Réquisition de personnels en grève : comment ça marche ?

Le droit de grève est un droit reconnu par la loi à tous les salariés, à condition que l’arrêt du travail soit total. Aucun service minimum, pas de « grève perlée ».

Dans certains cas, l’État peut vous contraindre, par une réquisition, à travailler. De quoi s’agit-il précisément ? Risquez-vous une sanction si vous vous y opposez ?

Qu’est-ce qu’une réquisition de personnels ?

La réquisition de personnels permet à l’État d’obliger un salarié du secteur privé en grève à reprendre son poste, pour effectuer ne serait-ce qu’un service minimum. C’est une mesure à laquelle les dirigeants recourent lorsqu’ils estiment qu’il y a urgence ou que cette reprise d’activité est nécessaire pour la sécurité publique.

En diverses occasions, l’État a eu recours à cette mesure. En 2010, alors que plus de la moitié des stations-service étaient à court de carburant en raison du blocage des raffineries en grève, le président Nicolas Sarkozy a décidé de réquisitionner des salariés grévistes afin de réapprovisionner les stations. Même chose avec Emmanuel Macron en octobre 2022.

Sur quel fondement légal ?

Une décision de réquisition peut s’appuyer sur deux textes de droit : le Code de la défense et le Code général des collectivités territoriales.

Article L1111-2 du Code de la défense : Le pouvoir exécutif peut mobiliser des personnes et des biens par décret pris en conseil des ministres « en cas de menace portant notamment sur une partie du territoire, sur un secteur de la vie nationale ou sur une fraction de la population ».

Article L.2215-1 du Code général des collectivités territoriales : « En cas d’urgence, lorsque l’atteinte constatée ou prévisible au bon ordre, à la salubrité, à la tranquillité et à la sécurité publiques l’exige, [le représentant de l’État] peut, par arrêté motivé, réquisitionner tout bien ou service, requérir toute personne nécessaire au fonctionnement de ce service ou à l’usage de ce bien et prescrire toute mesure utile jusqu’à ce que l’atteinte à l’ordre public ait pris fin […] ».

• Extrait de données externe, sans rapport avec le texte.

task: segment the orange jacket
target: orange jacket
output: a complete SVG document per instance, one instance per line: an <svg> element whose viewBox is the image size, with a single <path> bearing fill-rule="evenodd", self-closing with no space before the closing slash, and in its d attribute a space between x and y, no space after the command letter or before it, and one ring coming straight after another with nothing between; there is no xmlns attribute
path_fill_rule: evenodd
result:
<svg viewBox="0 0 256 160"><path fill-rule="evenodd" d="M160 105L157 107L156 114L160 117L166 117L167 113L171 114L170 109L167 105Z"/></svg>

Dans les deux cas cités précédemment, l’État s’est fondé sur ces dernières dispositions, puisqu’on était loin des conditions prévues par le Code de la défense. Ce sont donc les préfets des départements qui ont pris les décisions, sur instructions de l’État.

Peut-on s’opposer à une décision de réquisition ?

Une réquisition de personnels doit être justifiée par une urgence ou un trouble à l’ordre public. Si elle est faite dans les règles, les salariés réquisitionnés ne peuvent s’y opposer. Mais quelles sont les règles ?

La décision de réquisition ne doit pas porter atteinte au droit de grève des salariés. Cette précision a été apportée par la jurisprudence. Un arrêté pris en 2010 par le préfet de Seine-et-Marne réquisitionnait pour la raffinerie de Grandpuits 170 salariés, soit « la quasi-totalité du personnel de la raffinerie ». Saisi par l’intersyndicale de la raffinerie, le tribunal administratif de Melun a suspendu l’arrêté, considérant qu’il portait une « atteinte grave et manifestement illégale au droit de grève ». Pour le tribunal, en réquisitionnant un tel nombre de salariés, le préfet avait instauré un « service normal ».

Pour que la décision de réquisition soit valide, elle doit donc concerner un nombre très limité de salariés. Selon le Conseil d’État, l’arrêté de réquisition doit se limiter aux strictes « équipes nécessaires » à la reprise d’activité devant permettre de retrouver l’ordre public. L’arrêt du Conseil (Juge des référés, 27/10/2010, n° 343966) précise que, pour valider un arrêté de réquisition, le juge doit apprécier l’exhaustivité des conditions : « Les motifs de la réquisition, sa durée, les prestations requises, les effectifs requis ainsi que leur répartition»

Lorsque toutes ces conditions sont remplies, les salariés concernés par la réquisition peuvent être lourdement sanctionnés s’ils s’opposent à l’arrêté. En effet, le Code des collectivités territoriales précise clairement que « Le refus d’exécuter les mesures prescrites par l’autorité requérante constitue un délit qui est puni de 6 mois d’emprisonnement et de 10 000 € d’amende. » (article L2215-1 du Code général des collectivités territoriales).